The 10-17 fisheye, which I own, is a fun and useful lens. However, it suffers from a field curvature issue which can, at times, make it a bit of a pain to use, especially in lower light. It's not a big problem all the time, but it can be at times.


----------



## Pag (Sep 29, 2014)

A 50mm fish eye? ???


----------



## Stuart (Sep 29, 2014)

A wacky fisheye at 10mm and a wide angle zoom to 50mm - If the price is right this could be rather fun. Will it be a full round fisheye?


----------



## ajfotofilmagem (Sep 29, 2014)

A zoom lens 10-50mm would crazily good, if it were rectilinear. :  It seems to me that the geometric distortion will continue uncorrected even in 50mm. Can be a lens for "special effects" only.


----------



## Lee Jay (Sep 29, 2014)

ajfotofilmagem said:


> A zoom lens 10-50mm would crazily good, if it were rectilinear. :  It seems to me that the geometric distortion will continue uncorrected even in 50mm. Can be a lens for "special effects" only.



All projections have distortion. Rectilinears keep straight lines straight but make round things oval. Fisheyes keep round things round but make straight lines curved.

These are all full-frame fisheye shots that have not been "defished".


----------



## dadgummit (Sep 29, 2014)

hmmmmm
10mm would fill the frame on a crop or it would be close to circular on a full frame. 

I am wondering if it will really be a fisheye. A 10mm fisheye is fun but a 50mm length with fish distortion would just look off. Also I do not see that much of a market for it. a 10mm to 50mm UWA to standard zoom would be a cool combination for crop users. 

When you look online for the Samyang (or the other brands it is sold as) 14mm f2.8 many are listed as a fisheye when we all know it is not a fisheye lens.


----------



## Mt Spokane Photography (Sep 29, 2014)

dadgummit said:


> hmmmmm
> 10mm would fill the frame on a crop or it would be close to circular on a full frame.
> 
> I am wondering if it will really be a fisheye.


 
You can read the patent, it says Fisheye. This is not a rumor, just reporting on a patent. There is a diagram straight out of the patent in the article, it also says Fisheye.

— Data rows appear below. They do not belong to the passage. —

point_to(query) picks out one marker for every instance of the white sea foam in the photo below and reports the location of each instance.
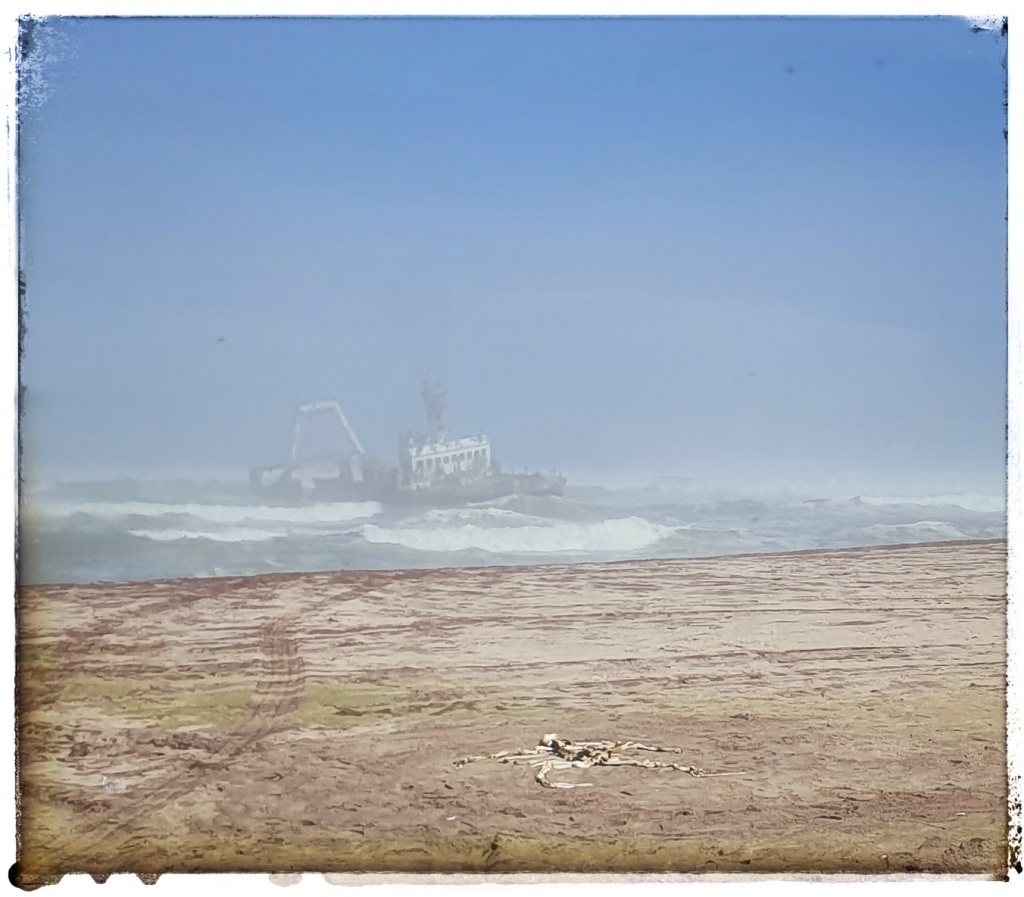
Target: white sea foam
(233, 534)
(922, 530)
(980, 502)
(619, 535)
(338, 512)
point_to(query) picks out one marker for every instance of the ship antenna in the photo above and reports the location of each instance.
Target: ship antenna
(435, 401)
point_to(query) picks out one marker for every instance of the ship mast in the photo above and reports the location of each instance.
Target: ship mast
(435, 402)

I've never seen the 14mm Samyang sold as a fisheye. It merely distorts the image horribly.

Tokina has a history of decent wide angle lenses sold for a low price. I have a old 17mm f.3,5 and its very good.


----------



## dadgummit (Sep 29, 2014)

Mt Spokane Photography said:


> dadgummit said:
> 
> 
> > hmmmmm
> ...



I can't read japanese so I will have to take your word that it says Fisheye and not another ambiguous word that the Google translator displayed as fisheye as a mistake. 

here is one link for the 14mm f2.8 fisheye that is not a fisheye
http://www.amazon.com/Bower-SLY1428C-Ultra-Wide-Angle-Fisheye/dp/B003VWDVLO

I completely agree about the Tokina, I have the 10-17 and it is great!


----------



## BozillaNZ (Sep 30, 2014)

This is the next level of relying on software PP to correct for barrel distortion so lens makers can cheap out and leaving the distortion uncorrected: A fish eye zoom from wide to tele! Barrel distortion is never corrected and if you want you can rely on software to do that! And kiss your sharp corners good bye!


----------